C. C. : Avoir encore plus confiance en soi. Il faut être conscient de ses valeurs et les communiquer sans vouloir donner des leçons. La suite viendra alors naturellement. Il ne faut surtout pas forcer les choses, elles viennent d’elles-mêmes quand toutes ces conditions sont réunies. Dans les comités de sélection des foires internationales, la reconnaissance est depuis quelque temps unanime autour de la grande qualité des jeunes galeries françaises et des jeunes artistes qu’elles représentent. Voilà un signe que la situation a considérablement évolué. Il faut donc arrêter de se plaindre et oublier ce complexe hérité du passé.
K. M. : Il ne faut pas oublier ce triste constat que, pendant une trentaine d’années, des années 1970 au début des années 2000, la France a vécu une véritable « bérézina » : les artistes ne s’exportaient pas et leur visibilité à l’étranger était déficitaire. Aujourd’hui une jeune génération est parfaitement identifiée. Quand on voit des signaux aussi probants que Laure Prouvost qui obtient le Turner Prize, et Camille Henrot, le Lion d’argent à Venise, il est clair que les choses ont changé. Mais il faut continuer ce travail, entretenir et développer encore. Il faut persévérer dans cet axe et surtout ne pas s’endormir et se replier dans un territoire consanguin.
F. B. : Il faut d’abord permettre aux galeries, par lesquelles passe nécessairement la promotion des artistes à l’étranger, de s’épanouir et de se renforcer. Ensuite, même si un grand nombre de galeries sont désormais entrées de plain-pied dans la mondialisation et ont des clients dans le monde entier, ne perdons pas de vue que le milieu local des collectionneurs reste un levier important pour bâtir la carrière d’un artiste. Or ce biotope a eu tendance à se dépeupler récemment… Plus généralement, tout ce qui concourt à asseoir la place de la France et de Paris sur l’échiquier mondial de l’art – programmation des institutions, qualité de la Fiac, etc. – est bénéfique à l’image des artistes français et donc à leur « exportabilité ».

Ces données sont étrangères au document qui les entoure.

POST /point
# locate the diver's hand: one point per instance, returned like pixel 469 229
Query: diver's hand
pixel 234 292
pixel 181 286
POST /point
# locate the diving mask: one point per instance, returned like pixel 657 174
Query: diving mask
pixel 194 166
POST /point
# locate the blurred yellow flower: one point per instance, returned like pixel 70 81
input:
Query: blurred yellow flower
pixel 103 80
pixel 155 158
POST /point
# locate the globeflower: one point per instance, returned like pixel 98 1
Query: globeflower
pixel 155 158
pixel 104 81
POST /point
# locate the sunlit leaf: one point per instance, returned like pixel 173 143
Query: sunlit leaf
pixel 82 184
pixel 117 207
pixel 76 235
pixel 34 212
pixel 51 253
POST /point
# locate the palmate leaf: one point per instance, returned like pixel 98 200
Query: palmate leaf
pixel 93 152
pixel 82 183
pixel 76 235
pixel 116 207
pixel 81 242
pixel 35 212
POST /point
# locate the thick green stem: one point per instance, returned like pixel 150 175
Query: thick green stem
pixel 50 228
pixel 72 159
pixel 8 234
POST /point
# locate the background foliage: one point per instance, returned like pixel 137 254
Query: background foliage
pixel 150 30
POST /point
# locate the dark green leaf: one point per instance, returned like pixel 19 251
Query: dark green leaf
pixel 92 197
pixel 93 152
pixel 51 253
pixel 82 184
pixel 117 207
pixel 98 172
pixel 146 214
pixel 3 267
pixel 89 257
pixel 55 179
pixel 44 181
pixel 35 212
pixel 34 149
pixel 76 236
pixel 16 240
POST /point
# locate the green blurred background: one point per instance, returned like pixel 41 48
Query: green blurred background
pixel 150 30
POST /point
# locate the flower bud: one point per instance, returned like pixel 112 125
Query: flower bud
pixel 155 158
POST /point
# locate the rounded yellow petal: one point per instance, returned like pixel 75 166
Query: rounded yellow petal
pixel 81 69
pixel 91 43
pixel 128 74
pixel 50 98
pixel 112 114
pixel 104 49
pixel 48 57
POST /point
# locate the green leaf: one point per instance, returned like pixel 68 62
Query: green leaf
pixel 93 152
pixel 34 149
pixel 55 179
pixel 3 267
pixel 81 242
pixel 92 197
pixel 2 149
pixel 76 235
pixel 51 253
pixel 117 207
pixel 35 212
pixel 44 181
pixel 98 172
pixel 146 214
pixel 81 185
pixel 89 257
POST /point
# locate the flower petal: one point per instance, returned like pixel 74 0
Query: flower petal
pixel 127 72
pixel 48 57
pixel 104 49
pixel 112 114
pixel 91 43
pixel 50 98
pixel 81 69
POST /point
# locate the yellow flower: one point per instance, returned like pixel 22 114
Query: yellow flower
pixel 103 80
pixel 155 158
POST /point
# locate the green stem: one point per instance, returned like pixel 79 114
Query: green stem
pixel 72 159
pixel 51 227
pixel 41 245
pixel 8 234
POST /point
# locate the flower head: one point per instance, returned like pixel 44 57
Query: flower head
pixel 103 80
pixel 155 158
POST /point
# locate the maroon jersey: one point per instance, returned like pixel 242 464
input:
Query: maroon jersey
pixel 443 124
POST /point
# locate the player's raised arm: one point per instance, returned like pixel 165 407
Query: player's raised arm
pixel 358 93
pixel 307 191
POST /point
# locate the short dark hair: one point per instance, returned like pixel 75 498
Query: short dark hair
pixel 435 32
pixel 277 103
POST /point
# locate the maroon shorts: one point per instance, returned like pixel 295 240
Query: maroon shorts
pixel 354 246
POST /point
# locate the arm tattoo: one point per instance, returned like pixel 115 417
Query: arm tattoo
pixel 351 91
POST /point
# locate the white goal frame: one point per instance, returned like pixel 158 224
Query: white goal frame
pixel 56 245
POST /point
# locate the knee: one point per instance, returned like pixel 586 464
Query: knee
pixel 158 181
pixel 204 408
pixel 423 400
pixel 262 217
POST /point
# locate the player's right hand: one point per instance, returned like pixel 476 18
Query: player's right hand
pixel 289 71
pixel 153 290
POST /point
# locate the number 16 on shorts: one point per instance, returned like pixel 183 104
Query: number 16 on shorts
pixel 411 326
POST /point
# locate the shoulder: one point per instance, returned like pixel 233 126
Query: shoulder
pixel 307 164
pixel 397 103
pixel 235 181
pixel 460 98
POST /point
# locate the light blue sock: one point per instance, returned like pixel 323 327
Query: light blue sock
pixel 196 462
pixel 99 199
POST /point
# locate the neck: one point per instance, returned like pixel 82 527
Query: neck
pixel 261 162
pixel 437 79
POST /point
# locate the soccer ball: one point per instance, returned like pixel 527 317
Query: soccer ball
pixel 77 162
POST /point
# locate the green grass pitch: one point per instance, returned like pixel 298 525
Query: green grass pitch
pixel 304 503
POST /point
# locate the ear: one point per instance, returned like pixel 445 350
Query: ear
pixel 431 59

Concrètement et autant que possible, il faut que le milieu de l’art français défende et pousse des artistes de pointe, des « champions », comme savent très bien le faire d’autre pays, que ce soit dans la programmation des institutions ou la sélection pour les pavillons des biennales, sans forcément passer par des procédures de désignation tarabiscotées, ni attendre que les artistes aient atteint un âge canonique.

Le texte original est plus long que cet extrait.